Translation:De kinderen komen uit verschillende steden.
'Komen uit' is used to indicate where you are from in the meaning of where you live.
'Ik kom uit Nederland, ik woon daar' - 'I'm from the Netherlands, I live there'.
'Komen vanuit' is used to indicate the origin from where a movement is taking place.
'Ik ga naar Spanje en kom vanuit Nederland' - 'I'm going to Spain and I'm coming from the Netherlands'.
Using 'vanuit' in the sentence of this course, 'De kinderen komen vanuit verschillende steden', it would change the meaning to 'The children are coming from different cities'.
Hope that helps!
makes sense! so i would say "ik kom uit san francisco." and "ik kom vanuit de kantoor."?

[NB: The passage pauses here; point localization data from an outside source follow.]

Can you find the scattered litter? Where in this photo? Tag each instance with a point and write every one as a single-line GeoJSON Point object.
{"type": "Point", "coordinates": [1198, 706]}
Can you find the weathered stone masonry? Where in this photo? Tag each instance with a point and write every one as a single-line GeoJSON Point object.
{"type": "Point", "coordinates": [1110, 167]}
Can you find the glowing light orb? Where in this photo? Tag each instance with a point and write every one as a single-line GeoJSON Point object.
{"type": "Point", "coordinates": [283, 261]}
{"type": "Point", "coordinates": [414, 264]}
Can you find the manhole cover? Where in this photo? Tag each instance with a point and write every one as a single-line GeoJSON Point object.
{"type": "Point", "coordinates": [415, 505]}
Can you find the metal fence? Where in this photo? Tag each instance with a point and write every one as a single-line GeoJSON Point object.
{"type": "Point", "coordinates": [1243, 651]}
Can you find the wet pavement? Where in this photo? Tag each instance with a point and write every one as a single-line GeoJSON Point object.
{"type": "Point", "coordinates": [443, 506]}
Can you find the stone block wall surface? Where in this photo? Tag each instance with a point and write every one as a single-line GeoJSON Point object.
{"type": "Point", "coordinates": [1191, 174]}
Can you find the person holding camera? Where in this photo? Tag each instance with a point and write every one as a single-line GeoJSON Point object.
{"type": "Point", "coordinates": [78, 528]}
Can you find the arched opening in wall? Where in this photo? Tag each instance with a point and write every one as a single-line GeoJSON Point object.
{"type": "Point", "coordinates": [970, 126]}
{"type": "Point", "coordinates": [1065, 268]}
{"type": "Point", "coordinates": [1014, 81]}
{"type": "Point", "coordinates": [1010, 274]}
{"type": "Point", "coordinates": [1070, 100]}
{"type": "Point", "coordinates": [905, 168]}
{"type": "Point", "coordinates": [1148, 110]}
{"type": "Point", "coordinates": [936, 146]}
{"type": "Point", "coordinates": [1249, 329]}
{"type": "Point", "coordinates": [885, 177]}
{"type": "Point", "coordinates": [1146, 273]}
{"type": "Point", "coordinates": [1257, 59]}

ugh, hopefully there is a "de" vs "het" exercise at some point. i hope i didn't miss it. it's pretty much guaranteed that whenever i pick one i should have used the other one.
There is no such exercise. Within the Duolingo tree that's also not possible, because it would be way to long and boring only to focus on the gender of all nouns that are in the course. There is no fun way in saying this, but you simply have to learn the gender of every noun. There are a few rules (see here) and if you don't know "de" will be correct 75% of the time, but mostly you'll have to learn. If you're into drilling then you might find some tool outside Duolingo (e.g. Memrise).
I suggest having an online dictionary like Wiktionary open while on Duo.